Thanks for confirming that it is the end timestamp, the doc wasn't quite clear if it was the start or end.
There is a gap in our monitoring that makes diagnosis of such events very difficult after the fact. Something like a 10-sec periodic dump of pg_stat_activity along with a similar dump of pg_top would have been very helpful here.
-Habib
On Tue, Dec 19, 2017 at 11:15 PM, Laurenz Albe <laurenz.albe@xxxxxxxxxxx> wrote:
Habib Nahas wrote:
> The CPU spike occurred between 13:05 - 13:15. last_autoanalyze for the table
> shows a time of 12:49; last_autovacuum does not show any activity around
> this time for any table. Checkpoint logs are also normal around this time.
> I'd like to understand if there are any other sources of activity I
> should be checking for that would account for the spike.

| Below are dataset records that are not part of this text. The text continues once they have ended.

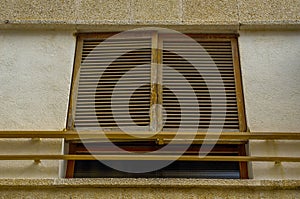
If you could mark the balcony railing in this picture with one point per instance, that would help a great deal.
(161, 138)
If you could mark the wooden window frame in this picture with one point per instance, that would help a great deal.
(156, 92)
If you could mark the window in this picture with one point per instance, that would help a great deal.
(155, 82)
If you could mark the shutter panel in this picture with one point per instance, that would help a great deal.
(211, 79)
(114, 84)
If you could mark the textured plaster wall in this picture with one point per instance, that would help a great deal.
(35, 76)
(270, 65)
(201, 13)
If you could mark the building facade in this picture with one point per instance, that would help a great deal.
(37, 53)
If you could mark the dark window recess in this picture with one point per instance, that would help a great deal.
(177, 169)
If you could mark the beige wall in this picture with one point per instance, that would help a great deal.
(36, 68)
(203, 14)
(270, 65)
(35, 76)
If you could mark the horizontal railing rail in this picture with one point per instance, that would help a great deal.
(74, 135)
(150, 157)
(69, 135)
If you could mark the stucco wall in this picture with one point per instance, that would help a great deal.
(35, 76)
(36, 68)
(270, 65)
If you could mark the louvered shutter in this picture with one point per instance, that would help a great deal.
(114, 83)
(209, 71)
(116, 87)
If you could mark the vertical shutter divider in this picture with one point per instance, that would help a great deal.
(153, 100)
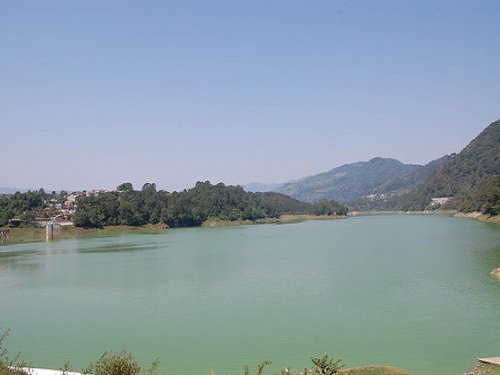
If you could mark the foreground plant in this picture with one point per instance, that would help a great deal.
(122, 363)
(10, 366)
(325, 365)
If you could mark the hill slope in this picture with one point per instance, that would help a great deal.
(352, 181)
(466, 176)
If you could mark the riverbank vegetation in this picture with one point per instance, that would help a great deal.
(135, 208)
(192, 207)
(124, 363)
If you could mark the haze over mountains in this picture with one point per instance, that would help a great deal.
(384, 183)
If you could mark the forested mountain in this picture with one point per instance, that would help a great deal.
(353, 181)
(190, 207)
(258, 187)
(408, 181)
(470, 178)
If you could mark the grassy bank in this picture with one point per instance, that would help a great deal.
(27, 235)
(373, 370)
(30, 234)
(481, 217)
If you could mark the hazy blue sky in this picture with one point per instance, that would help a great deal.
(94, 93)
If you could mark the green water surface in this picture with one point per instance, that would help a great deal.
(409, 291)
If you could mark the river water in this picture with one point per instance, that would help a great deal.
(408, 291)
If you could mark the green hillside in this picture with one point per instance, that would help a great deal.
(469, 178)
(349, 181)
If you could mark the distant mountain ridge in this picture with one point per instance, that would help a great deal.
(470, 178)
(356, 180)
(467, 181)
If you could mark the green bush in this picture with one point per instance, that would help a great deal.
(122, 363)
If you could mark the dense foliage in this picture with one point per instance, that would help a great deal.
(470, 177)
(26, 206)
(190, 207)
(351, 182)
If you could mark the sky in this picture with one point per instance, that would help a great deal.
(95, 93)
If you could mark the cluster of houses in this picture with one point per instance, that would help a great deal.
(61, 211)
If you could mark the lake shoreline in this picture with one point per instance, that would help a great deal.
(33, 235)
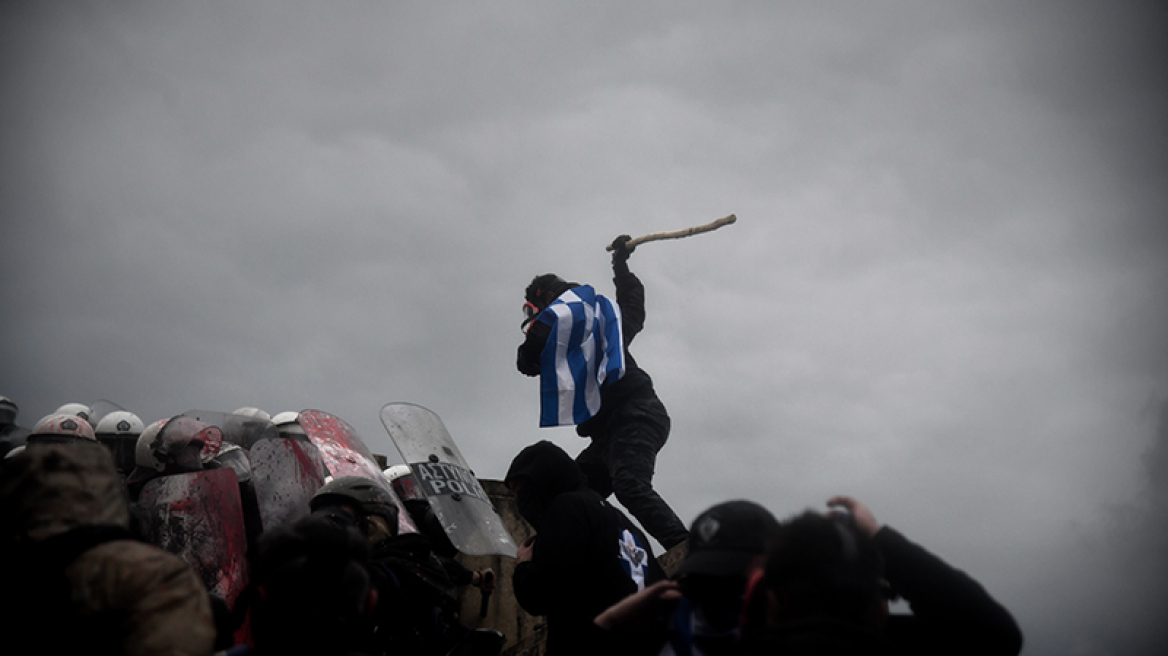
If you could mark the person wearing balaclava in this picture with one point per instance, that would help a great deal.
(585, 556)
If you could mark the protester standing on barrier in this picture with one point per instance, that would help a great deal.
(577, 342)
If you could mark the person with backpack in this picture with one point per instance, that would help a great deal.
(77, 580)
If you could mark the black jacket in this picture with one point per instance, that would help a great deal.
(634, 384)
(951, 614)
(578, 566)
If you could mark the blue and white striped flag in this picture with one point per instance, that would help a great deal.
(584, 350)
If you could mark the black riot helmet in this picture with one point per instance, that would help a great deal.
(356, 492)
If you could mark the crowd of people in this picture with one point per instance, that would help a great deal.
(339, 576)
(228, 532)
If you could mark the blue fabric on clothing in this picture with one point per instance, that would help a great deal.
(584, 350)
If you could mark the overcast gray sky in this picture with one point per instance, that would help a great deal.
(945, 293)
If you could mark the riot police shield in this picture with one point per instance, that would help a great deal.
(286, 473)
(346, 455)
(439, 470)
(199, 517)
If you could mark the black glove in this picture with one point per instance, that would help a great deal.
(620, 250)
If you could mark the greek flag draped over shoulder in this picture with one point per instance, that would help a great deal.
(584, 350)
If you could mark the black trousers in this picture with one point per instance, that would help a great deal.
(621, 460)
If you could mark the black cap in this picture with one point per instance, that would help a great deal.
(725, 538)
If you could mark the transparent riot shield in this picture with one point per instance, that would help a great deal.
(199, 517)
(346, 455)
(439, 470)
(286, 473)
(237, 428)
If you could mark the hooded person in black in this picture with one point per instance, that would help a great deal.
(632, 424)
(586, 555)
(826, 588)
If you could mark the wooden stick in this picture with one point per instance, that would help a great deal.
(680, 234)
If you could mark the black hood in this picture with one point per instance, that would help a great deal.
(546, 288)
(547, 472)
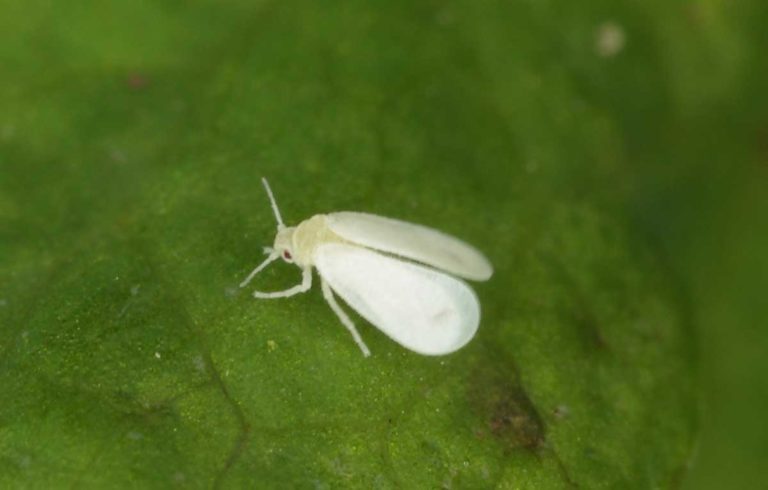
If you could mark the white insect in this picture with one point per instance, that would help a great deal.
(370, 261)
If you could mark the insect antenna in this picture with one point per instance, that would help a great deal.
(272, 201)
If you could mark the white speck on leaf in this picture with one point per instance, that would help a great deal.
(609, 39)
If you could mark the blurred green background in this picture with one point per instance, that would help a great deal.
(132, 138)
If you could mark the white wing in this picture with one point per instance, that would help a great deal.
(415, 242)
(420, 308)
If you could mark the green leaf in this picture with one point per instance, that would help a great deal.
(133, 137)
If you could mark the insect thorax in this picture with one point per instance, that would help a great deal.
(308, 235)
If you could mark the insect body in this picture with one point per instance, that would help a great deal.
(393, 273)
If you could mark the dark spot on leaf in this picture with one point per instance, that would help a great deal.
(507, 413)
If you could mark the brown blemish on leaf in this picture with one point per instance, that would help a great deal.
(507, 413)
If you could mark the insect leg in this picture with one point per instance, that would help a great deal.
(328, 294)
(306, 283)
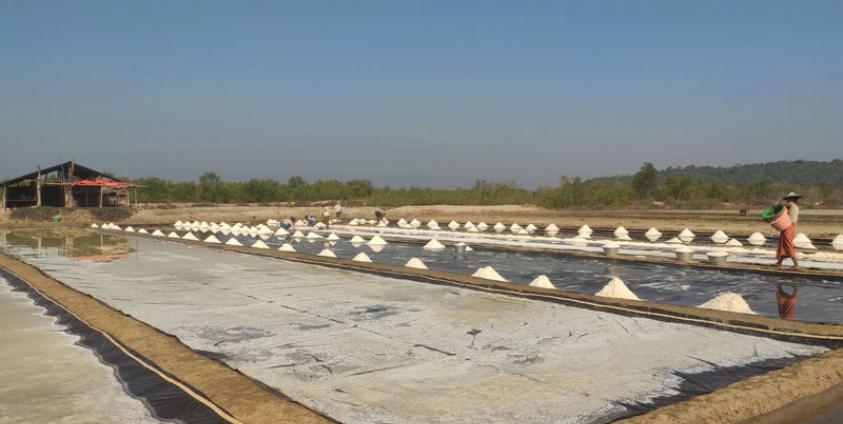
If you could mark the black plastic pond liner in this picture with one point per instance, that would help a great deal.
(702, 383)
(166, 401)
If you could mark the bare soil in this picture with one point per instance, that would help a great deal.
(816, 223)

last_autoanalyze is set after autoanalyze is done, so that would suggest
that autoanalyze is not the problem.
It can be tough to figure out where the activity is coming from unless
cou can catch it in the act. You could log all statements (though the amount
of log may be prohibitive and can cripple performance), you could log
just long running statements in the hope that these are at fault, you
could log connections and disconnections and hope to find the problem
that way. Maybe logging your applications can help too.